Fasting Buddha – Wat U Mong

This was the “Fasting Buddha” — a stark depiction of the Buddha when he hit a near dead-end in his quest for enlightenment. At that point in his life, he was following the ways of the strict ascetics of his time who believed that self-denial and deprivation were the proper spiritual paths toward attaining supreme knowledge [See post: “Wilderness” – http://wp.me/p2Bq4y-2n%5D. I began to understand why this image looked like some alien creature with little trace of any humanness — it was meant to serve as a reminder that even the Buddha had previously failed on his journey towards enlightenment and this failure took him to the brink of death.

Administrative Office / Monk Chat - Wat Suan Dok

Administrative Office / Monk Chat – Wat Suan Dok

As the afternoon was turning into night, I got back on my bike and double backed towards Wat Suan Dok. I had a funny feeling that the Monk Chat program would be closed because it was after 5pm. I pedaled as fast as I could. Within a few meters of my entrance to the temple grounds, I saw a modern-looking administrative building which I thought may be connected with the program. I was right. I entered the room and it appeared the place was closed. Sure enough, I saw a sign stating that the hours for Monk Chat were 9:30am to 5pm. It was now 5:35pm. My shoulders slumped and I turned away. As I was walking out, a voice called out to me. I looked back and there were 3 smiling monks before me.
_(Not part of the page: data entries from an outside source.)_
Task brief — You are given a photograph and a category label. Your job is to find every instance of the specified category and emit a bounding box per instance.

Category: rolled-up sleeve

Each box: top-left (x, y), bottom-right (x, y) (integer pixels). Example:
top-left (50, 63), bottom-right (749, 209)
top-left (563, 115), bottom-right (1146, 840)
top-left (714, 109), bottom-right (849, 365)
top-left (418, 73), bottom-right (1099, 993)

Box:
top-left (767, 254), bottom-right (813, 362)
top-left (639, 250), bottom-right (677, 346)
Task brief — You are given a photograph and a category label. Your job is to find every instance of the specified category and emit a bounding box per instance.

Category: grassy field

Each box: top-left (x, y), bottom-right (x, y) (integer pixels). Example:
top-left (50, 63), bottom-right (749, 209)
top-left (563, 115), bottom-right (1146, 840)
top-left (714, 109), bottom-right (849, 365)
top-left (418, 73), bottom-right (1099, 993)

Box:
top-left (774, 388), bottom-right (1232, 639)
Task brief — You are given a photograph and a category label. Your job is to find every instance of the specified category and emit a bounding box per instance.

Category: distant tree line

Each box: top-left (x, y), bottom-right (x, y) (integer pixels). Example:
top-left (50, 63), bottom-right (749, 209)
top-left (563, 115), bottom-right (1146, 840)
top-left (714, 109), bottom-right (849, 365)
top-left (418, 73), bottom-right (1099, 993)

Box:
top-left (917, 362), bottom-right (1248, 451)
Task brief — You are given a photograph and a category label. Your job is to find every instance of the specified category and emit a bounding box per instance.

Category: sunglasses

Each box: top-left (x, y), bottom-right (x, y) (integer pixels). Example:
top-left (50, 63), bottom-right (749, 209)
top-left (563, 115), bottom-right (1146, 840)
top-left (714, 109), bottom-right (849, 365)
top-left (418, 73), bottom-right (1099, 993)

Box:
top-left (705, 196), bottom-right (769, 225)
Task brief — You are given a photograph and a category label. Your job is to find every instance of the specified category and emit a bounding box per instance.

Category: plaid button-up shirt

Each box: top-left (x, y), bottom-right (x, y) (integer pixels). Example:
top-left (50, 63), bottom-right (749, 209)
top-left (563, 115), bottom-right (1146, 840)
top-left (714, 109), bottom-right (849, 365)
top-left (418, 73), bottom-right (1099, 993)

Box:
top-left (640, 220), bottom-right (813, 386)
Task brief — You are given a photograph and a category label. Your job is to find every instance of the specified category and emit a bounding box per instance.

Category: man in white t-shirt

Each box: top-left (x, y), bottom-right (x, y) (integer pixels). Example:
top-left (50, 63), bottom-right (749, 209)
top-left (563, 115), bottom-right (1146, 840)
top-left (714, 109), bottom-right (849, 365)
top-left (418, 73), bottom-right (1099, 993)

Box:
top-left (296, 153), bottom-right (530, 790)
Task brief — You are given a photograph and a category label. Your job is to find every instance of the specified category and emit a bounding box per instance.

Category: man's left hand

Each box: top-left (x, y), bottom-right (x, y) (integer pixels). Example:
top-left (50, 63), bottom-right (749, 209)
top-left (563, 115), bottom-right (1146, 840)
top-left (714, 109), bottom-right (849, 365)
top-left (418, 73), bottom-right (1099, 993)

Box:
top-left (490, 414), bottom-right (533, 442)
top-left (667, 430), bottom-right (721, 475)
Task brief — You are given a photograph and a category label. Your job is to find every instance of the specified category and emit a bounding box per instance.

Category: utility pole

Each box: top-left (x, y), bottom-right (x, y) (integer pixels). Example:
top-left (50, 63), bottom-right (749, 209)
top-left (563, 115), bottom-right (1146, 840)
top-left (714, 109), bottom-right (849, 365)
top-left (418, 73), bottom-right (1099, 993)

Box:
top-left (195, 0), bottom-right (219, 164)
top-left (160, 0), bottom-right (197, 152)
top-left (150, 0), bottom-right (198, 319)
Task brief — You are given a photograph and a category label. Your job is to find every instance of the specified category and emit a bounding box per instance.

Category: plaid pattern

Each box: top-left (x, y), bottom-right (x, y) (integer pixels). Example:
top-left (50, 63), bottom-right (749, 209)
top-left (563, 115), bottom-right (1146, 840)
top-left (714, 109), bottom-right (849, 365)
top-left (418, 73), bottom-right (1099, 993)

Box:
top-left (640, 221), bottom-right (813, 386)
I went to greet them and they told me they were novice monks from Cambodia who were students at the university there.  They said that the official Monk Chat program for the day had finished, but wanted to know if I was interested in talking with them anyway since they wanted to practice their English. I excitedly agreed and sat down with them in a small room.  Since I was fresh off my experience in the meditation tunnels of Wat U Mong, I told the monks about it. I tried to explain how unbelievable it was to journey so nakedly inward in a flash of moment and come to an important realization that would otherwise elude one given the bombardment of distraction in everyday life.

Eson and friends

Eson (middle) and friends

One of the monks seemed very interested in the experience. His name was Eson and we shared some personal histories with one another for nearly an hour. When the monks had to finally get up and leave, Eson and I exchanged email addresses and for 3-years afterwards we continued to correspond with one another. In his last email to me, he told me that he had to leave the Sangha (the monkhood) in order to go back to Cambodia and help his family with their financial situation. He was going to become a taxi driver in Phnom Penh. I’m sad to say that we lost touch after that. He was probably around 20 to 22 years old when we met that day at Wat Suan Dok. He said something to me then which sounded funny and simple at the time, but has grown in its meaning to me over the years. He said people have “monkey mind” — meaning their thoughts, acts, behaviors, and wants dart like a monkey jumping from branch to branch of a tree. It is not in our nature to stand still and to focus in order to truly have intent behind any act of our mind, speech, or bodies. When one learns to quiet the mind, body, and speech in order to act with purpose, then that’s how spiritual growth takes root. But, that’s a skill one must learn and practice with tenacity over time. It is not easy. We are also all susceptible to outside forces that knock us off the branch — a branch we think we have under our control. I think back to the smile on Eson’s face when we said good-bye and then I envision him behind the wheel of his cab, navigating traffic as he adroitly drives a passenger to where they need to go. There’s a symmetry in that scene and my chat with him. I like that.